= Coordinating Working Party on Fishery Statistics =

The Coordinating Working Party on Fishery Statistics (CWP) provides a mechanism to coordinate fishery statistical programmes of regional fishery bodies and other inter-governmental organizations with a remit for fishery statistics.

== Main function ==
Functional since 1960, the CWP's purpose is to:
- continually review fishery statistics requirements for research, policy-making and management;
- agree on standard concepts, definitions, classifications and methodologies for the collection and collation of fishery statistics;
- make proposals for the coordination and streamlining of statistical activities among relevant intergovernmental organizations.

== Legal framework ==
Established by resolution 23/59 of the FAO Conference under Article VI-2 of the Organization's Constitution at its Tenth Session in 1959. The Statutes of CWP were amended and approved by the FAO Council at its Hundred and Eighth Session in June 1995.

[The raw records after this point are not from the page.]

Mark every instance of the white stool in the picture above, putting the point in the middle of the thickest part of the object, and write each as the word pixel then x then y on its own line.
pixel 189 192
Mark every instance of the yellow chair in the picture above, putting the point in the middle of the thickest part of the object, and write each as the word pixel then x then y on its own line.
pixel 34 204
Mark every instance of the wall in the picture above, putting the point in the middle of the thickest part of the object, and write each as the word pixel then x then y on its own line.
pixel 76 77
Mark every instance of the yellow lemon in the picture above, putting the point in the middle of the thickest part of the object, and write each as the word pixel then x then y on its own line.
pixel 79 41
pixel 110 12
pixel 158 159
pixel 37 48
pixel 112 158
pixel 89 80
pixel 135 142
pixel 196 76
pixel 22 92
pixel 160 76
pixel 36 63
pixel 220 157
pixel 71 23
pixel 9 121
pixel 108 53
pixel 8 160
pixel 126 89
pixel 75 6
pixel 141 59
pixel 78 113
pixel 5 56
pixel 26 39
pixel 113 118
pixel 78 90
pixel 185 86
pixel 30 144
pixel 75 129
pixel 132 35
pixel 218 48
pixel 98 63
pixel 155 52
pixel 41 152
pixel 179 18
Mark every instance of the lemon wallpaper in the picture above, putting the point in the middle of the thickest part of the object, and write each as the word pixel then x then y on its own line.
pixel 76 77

== Participating organizations ==
The CWP is composed of experts nominated by intergovernmental organizations which have a competence in fishery statistics. There are currently 17 participating organizations in the CWP:
- Commission for the Conservation of Antarctic Marine Living Resources (CCAMLR)
- Commission for the Conservation of Southern Bluefin Tuna (CCSBT)
- Food and Agriculture Organization of the United Nations (FAO)
- General Fisheries Commission for the Mediterranean (GFCM)
- Indian Ocean Tuna Commission (IOTC)
- Inter-American Tropical Tuna Commission
- International Commission for the Conservation of Atlantic Tunas (ICCAT)
- International Council for the Exploration of the Sea (ICES)
- International Whaling Commission (IWC)
- North Atlantic Salmon Conservation Organization (NASCO)
- North East Atlantic Fisheries Commission (NEAFC)
- Northwest Atlantic Fisheries Organization (NAFO)
- Organisation for Economic Cooperation and Development (OECD)
- Secretariat of the Pacific Community (SPC)
- Southeast Asian Fisheries Development Center (SEAFDEC)
- Statistical Office of the European Communities (Commission of the EU/Eurostat)
- Western and Central Pacific Fisheries Commission (WCPFC)

== Secretariat ==
The FAO serves as the CWP Secretariat. The CWP meets in full session approximately every two years and carries out intersessional and ad hoc meetings as required.

== Geographical coverage ==
Although first mandated to cover North Atlantic fisheries, since 1995 the CWP has extended its remit to all marine water bodies.

== Languages ==
- English

== Bibliography ==
- The Coordinating Working Party on Fishery Statistics: Its Origin, Role and Structure FAO Fisheries Circular No.903. Rome, December 1995.